MOSES LAKE - Grant Integrated Services' 16-bed boarding home is nearly finished.

County officials along with Moses Lake Chamber of Commerce and Grant Integrated Services members recently held a ribbon cutting ceremony for the new facility.

The roughly $1.5 million facility was largely constructed using funds from the organization along with a Strategic Infrastructure Program grant and loan.

The building will house people with mental illnesses and developmental disabilities using 12 long-term beds and four short-term beds.

Gail Goodwin, director of developmental disabilities and mental health residential services, explained the long-term beds are for permanent residents, while the short-term beds are for people staying up to 30 days.

"We have a pretty good housing continuum in the area. This is a gap we have identified," she said. "We anticipate (with) the respite beds, we'll have a place where they can go and stabilize. That is the intent for the short-term beds."

Grant Integrated Services is still waiting for a boarding home license from the state Department of Social and Health Services, Goodwin said; adding she isn't sure when it will officially open.

"The staff at Grant Mental Healthcare are excited and they are talking to people that they support that they feel might be appropriate for the program," she said. "We have five people as potential referrals at this point."

Once the home receives its license, they plan to start slowly, moving in two or three people, and adding more later, Goodwin said.

"So we can ramp up our staffing and work some of the bugs out before we're fully open," she said.

The project started in spring of 2006, when they came to look at the building which used to be located where the boarding home is now, Goodwin said.

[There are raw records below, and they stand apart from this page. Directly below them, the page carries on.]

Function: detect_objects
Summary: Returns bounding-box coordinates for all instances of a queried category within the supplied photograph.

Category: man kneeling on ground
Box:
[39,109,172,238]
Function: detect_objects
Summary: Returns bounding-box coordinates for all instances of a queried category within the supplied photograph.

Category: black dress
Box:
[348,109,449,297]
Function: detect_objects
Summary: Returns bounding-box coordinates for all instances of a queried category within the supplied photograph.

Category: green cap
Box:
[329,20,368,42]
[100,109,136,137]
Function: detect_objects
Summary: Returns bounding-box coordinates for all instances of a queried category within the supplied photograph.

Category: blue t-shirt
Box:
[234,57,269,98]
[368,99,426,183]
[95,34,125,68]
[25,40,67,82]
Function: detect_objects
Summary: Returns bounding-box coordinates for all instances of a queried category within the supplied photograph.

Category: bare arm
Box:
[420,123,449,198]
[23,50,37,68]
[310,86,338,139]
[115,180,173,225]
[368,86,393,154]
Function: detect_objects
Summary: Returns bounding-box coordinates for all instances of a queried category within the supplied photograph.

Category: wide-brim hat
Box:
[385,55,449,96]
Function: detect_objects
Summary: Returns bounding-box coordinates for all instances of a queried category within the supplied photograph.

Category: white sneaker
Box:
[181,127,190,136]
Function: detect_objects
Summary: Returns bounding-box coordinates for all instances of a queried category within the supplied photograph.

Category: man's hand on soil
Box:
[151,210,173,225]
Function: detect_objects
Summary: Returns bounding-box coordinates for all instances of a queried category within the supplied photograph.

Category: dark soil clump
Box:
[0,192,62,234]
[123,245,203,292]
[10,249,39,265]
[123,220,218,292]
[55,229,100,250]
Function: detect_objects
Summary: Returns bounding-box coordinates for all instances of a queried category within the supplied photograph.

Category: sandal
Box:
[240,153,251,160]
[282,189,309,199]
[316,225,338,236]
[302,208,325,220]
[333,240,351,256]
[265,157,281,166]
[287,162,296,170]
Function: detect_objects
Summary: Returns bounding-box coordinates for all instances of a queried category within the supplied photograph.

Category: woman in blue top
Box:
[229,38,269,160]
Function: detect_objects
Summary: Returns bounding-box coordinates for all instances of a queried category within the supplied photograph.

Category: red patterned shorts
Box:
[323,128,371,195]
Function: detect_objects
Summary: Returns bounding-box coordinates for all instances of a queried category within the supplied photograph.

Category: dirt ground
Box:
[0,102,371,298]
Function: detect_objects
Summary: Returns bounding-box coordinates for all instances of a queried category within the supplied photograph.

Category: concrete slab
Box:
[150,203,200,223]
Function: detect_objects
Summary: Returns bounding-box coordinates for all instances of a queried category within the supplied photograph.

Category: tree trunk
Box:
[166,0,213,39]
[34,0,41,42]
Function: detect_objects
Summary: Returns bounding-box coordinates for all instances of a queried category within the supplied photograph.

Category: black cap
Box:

The company, which was renting the building from the county, asked to rent the building on a month-to-month basis.

"We asked if we could have it instead, so (the commissioners) said, 'Yes,'" she said. "When we started looking into it, the renovations were actually more costly than a new building."

Commissioner Cindy Carter called Goodwin the driving force behind the project, saying she would bring it to the commissioners often.

"She would come to the county commissioners with this idea and she was really excited about it, and when we receive money in the county, our allotment is usually spoken for, and if it's not already allotted out, somebody desperately needs it," she said. "So there's not a lot of money on the county level to be funding something like this. So Gail went after grants, she was denied, and the only funds we could help her with was the Strategic Infrastructure Program funds."

The facility will be a great help to the community, Carter said, pointing out it will allow people to stay in the community, rather than be moved to other counties.

"I really am excited, as well as the rest of the board," she said.